Wayne Cooney

Personal information
- Date of birth: 23 March 1968 (age 57)
- Place of birth: Birmingham, England
- Position(s): Full back

Youth career
- 000?–1988: Norwich City

Senior career*
- Years: Team / Apps / (Gls)
- 1988–1992: Shamrock Rovers / 98 / (6)
- 1992–1994: Dundalk / 34 / (3)
- 1994–1996: Bohemians / 16 / (2)
- 1996–1997: Newry City / 1 / (0)
- 1997–1998: Cliftonville / 4 / (0)
- Total:  / 153 / (11)

International career
- 1984–1986: Republic of Ireland U19 / ? / (?)

= Wayne Cooney =

English footballer

Wayne Cooney (born 23 March 1968) is a former footballer who played in the League of Ireland during the 1990s.

==Career==
Born in Birmingham, Cooney started his career at Norwich City before returning to Dublin to sign for Noel King's Shamrock Rovers side in 1988. He made his debut on 4 September and became a popular figure with the fans in his 4 years at Rovers. He made a total of 127 appearances scoring 6 times for the Hoops.

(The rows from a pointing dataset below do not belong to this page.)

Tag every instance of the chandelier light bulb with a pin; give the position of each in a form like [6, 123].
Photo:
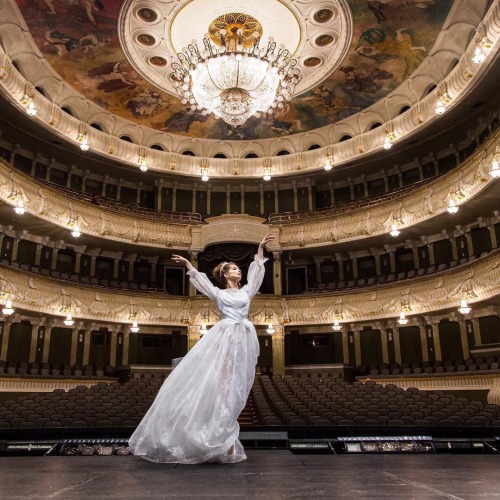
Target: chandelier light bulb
[479, 56]
[452, 207]
[69, 320]
[84, 145]
[464, 307]
[19, 208]
[204, 174]
[394, 230]
[495, 169]
[8, 309]
[31, 109]
[440, 107]
[403, 320]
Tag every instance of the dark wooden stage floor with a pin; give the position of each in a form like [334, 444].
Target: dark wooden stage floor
[267, 474]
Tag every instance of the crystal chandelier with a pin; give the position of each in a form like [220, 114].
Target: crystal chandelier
[233, 77]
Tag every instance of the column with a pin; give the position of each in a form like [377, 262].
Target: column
[345, 347]
[174, 197]
[397, 344]
[432, 260]
[15, 248]
[278, 338]
[416, 258]
[295, 198]
[46, 341]
[470, 246]
[38, 254]
[434, 331]
[493, 236]
[351, 187]
[193, 198]
[392, 261]
[5, 339]
[194, 262]
[126, 347]
[277, 273]
[454, 250]
[33, 342]
[193, 335]
[384, 337]
[477, 331]
[78, 261]
[86, 344]
[112, 348]
[53, 263]
[74, 345]
[423, 340]
[354, 261]
[138, 194]
[464, 339]
[357, 345]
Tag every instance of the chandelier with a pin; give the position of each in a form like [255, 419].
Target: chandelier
[233, 77]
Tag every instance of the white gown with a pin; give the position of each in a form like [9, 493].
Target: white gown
[194, 416]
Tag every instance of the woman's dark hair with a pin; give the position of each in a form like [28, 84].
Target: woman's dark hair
[218, 273]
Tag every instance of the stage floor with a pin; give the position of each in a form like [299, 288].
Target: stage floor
[267, 474]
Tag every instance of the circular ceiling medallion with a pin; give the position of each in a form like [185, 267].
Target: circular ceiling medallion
[175, 25]
[324, 40]
[323, 15]
[145, 39]
[147, 15]
[158, 61]
[310, 62]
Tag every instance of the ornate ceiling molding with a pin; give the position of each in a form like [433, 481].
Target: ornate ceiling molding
[457, 83]
[476, 282]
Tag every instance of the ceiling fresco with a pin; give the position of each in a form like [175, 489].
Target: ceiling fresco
[79, 39]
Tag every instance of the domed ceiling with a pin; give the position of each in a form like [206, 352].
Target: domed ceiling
[352, 53]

He then moved to Dundalk. After a couple of seasons at Oriel Park, he became Turlough O'Connor's first signing for Bohemians where he scored his debut for Bohs on 3 January 1994 in a 2-0 league win over Cobh Ramblers. He made 4 appearances in European competition for Bohs, all of them in the 1995 Intertoto Cup.

Cooney earned caps for the Republic of Ireland national under-19 team.